Le regain d’intérêt de l’État gabonais pour la prise de participation dans des entreprises stratégiques semble s’inscrire dans une logique de souveraineté économique. De la reprise d’Assala Energy et Tullow Oil à la création de la BCEG (Banque pour le Commerce et l’Entrepreneuriat du Gabon) ou encore à la montée au capital de CECA-GADIS, la trajectoire est claire, l’État entend redevenir un acteur majeur dans les secteurs clés de l’économie. Toutefois, cette orientation ne semble pas accompagnée d’un cadrage stratégique clair ni d’un débat public sérieux sur les finalités réelles de ces rachats.
Ce que pointe la Banque mondiale dans son dernier rapport, ce n’est pas une opposition idéologique au rôle de l’État, mais une alerte sur les dérives possibles lorsque les objectifs politiques prennent le pas sur la rigueur financière. En effet, les coûts d’acquisition de ces actifs ne sont pas toujours rendus publics, ni même les modalités de leur financement. Cela empêche toute analyse d’impact budgétaire, ce qui est problématique dans un pays aux finances publiques fragiles. L’enveloppe consacrée à ces opérations, plus de 1800 milliards de fcfa, reste opaque et sans stratégie de retour sur investissement.
L’absence de publication régulière des états financiers des entreprises concernées pose un grave problème de redevabilité. Le citoyen contribuable n’a aucun moyen de savoir si ces opérations sont rentables, déficitaires ou simplement politiques. Le FGIS, par exemple, censé incarner l’investissement stratégique de l’État, n’offre que des données générales. Cela ne permet pas d’évaluer la cohérence de ses choix d’investissement. Ce silence comptable affaiblit également la capacité du Parlement à jouer son rôle de contrôle.

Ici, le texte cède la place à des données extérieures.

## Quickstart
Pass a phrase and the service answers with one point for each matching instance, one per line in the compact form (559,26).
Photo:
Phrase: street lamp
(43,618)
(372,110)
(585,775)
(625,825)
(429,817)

Dans les faits, cette stratégie s’apparente davantage à une accumulation d’actifs sans pilotage global, ni évaluation sérieuse des synergies ou des risques associés. L’existence d’un Fichier Unique des Participations (FUP) va dans le bon sens, mais il reste largement inconnu du public et souffre d’un déficit de mise à jour. Tant que la gouvernance de cette stratégie ne sera pas clarifiée, le doute subsistera sur sa viabilité. Ce manque de cap alimente la défiance des investisseurs et fragilise le climat économique général.

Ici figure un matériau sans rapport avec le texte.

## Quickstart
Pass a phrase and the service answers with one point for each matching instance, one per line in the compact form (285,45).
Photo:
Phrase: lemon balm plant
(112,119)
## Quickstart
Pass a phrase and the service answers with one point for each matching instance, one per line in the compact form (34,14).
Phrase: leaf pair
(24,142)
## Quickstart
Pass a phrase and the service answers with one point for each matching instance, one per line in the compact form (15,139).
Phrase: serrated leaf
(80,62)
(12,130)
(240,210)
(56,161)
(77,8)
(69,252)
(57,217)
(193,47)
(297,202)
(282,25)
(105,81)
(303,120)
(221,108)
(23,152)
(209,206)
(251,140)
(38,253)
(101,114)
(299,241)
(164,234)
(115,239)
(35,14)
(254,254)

Ce que fait la Banque mondiale ce n’est donc pas dénoncer l’État actionnaire en soi, mais de rappeler qu’un tel rôle exige des obligations accrues de transparence, de gestion rigoureuse et de cohérence stratégique. Sans cela, le risque est grand de voir ces participations se transformer en passifs budgétaires colossaux. Et dans un contexte de déficit structurel, chaque prise de participation sans rentabilité mesurée pourrait devenir une bombe à retardement pour les finances publiques.